METRO Aleación de magnesio
(1) La temperatura del magnesio líquido es relativamente baja (~650 °C), la carga de calor es relativamente pequeña, pero la velocidad de fundición a presión suele ser mayor (debido a su buena fluidez).
(2) El magnesio tiene una débil afinidad por el hierro, por lo que el problema de adherirse al molde es relativamente leve.
(3) Se oxida fácilmente, y el efecto abrasivo de los óxidos agrava la erosión y el desgaste.
(4) Existe un riesgo potencial de corrosión en un ambiente húmedo (humedad en el agente desmoldante).

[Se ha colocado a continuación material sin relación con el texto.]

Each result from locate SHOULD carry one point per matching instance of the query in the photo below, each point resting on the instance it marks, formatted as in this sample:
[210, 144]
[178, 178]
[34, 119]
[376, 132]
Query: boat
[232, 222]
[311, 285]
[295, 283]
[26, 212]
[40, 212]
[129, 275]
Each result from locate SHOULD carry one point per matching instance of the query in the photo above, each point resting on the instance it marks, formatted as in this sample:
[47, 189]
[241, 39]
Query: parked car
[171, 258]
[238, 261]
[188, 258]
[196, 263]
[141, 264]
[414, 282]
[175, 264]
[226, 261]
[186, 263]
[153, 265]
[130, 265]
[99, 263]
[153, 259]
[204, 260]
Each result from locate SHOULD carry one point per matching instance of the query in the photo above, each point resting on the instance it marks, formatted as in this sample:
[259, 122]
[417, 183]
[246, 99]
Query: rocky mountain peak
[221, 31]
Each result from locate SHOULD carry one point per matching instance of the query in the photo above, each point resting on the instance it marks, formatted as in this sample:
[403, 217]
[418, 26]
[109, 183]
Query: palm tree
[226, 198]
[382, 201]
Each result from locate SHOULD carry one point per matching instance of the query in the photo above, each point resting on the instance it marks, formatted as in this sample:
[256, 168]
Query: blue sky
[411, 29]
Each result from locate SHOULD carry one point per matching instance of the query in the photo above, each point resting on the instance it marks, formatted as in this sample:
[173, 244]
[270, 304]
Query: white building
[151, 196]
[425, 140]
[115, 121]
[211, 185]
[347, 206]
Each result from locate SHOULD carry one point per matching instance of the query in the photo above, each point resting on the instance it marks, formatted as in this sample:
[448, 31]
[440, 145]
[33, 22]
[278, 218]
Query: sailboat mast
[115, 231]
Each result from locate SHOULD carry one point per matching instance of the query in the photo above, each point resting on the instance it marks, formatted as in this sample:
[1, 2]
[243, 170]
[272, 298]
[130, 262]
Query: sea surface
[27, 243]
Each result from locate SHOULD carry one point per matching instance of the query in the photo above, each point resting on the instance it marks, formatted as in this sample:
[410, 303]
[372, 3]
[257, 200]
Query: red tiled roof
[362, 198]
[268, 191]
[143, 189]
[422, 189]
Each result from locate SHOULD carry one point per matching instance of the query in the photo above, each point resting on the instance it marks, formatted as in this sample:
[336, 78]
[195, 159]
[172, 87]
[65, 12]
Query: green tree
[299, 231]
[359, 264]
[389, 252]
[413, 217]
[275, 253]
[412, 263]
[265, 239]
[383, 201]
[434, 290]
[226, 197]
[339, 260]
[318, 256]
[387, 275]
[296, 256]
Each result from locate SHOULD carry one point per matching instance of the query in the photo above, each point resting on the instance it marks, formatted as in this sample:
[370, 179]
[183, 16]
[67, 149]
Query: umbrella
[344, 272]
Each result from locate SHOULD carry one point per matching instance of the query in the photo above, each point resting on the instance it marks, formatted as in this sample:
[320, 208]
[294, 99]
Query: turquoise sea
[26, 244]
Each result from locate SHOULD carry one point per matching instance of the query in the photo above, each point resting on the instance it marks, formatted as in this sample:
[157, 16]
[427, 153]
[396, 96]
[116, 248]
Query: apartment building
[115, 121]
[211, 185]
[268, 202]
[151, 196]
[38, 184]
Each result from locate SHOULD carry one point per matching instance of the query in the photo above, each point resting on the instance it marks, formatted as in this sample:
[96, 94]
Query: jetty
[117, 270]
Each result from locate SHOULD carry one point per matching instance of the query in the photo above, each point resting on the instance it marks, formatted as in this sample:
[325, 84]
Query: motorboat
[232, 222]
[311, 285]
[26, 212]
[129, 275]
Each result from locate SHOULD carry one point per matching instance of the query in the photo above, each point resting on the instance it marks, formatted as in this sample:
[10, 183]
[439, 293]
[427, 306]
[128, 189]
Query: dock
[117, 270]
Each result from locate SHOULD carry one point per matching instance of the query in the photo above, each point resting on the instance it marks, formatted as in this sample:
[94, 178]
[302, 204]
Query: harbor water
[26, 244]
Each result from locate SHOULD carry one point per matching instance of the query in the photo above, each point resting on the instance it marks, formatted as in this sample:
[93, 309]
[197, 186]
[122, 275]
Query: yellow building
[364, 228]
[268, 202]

(5) Las contramedidas se centran en: buena resistencia al desgaste (contra la erosión), buena conductividad térmica (disipación rápida del calor), sistema de refrigeración eficiente, control de la oxidación (protección contra la fusión, reducción del atrapamiento de aire), asegurar que el agente desmoldante esté seco o utilizar tecnología de baja humedad/sin agente desmoldante y prestar atención a la prevención de la corrosión.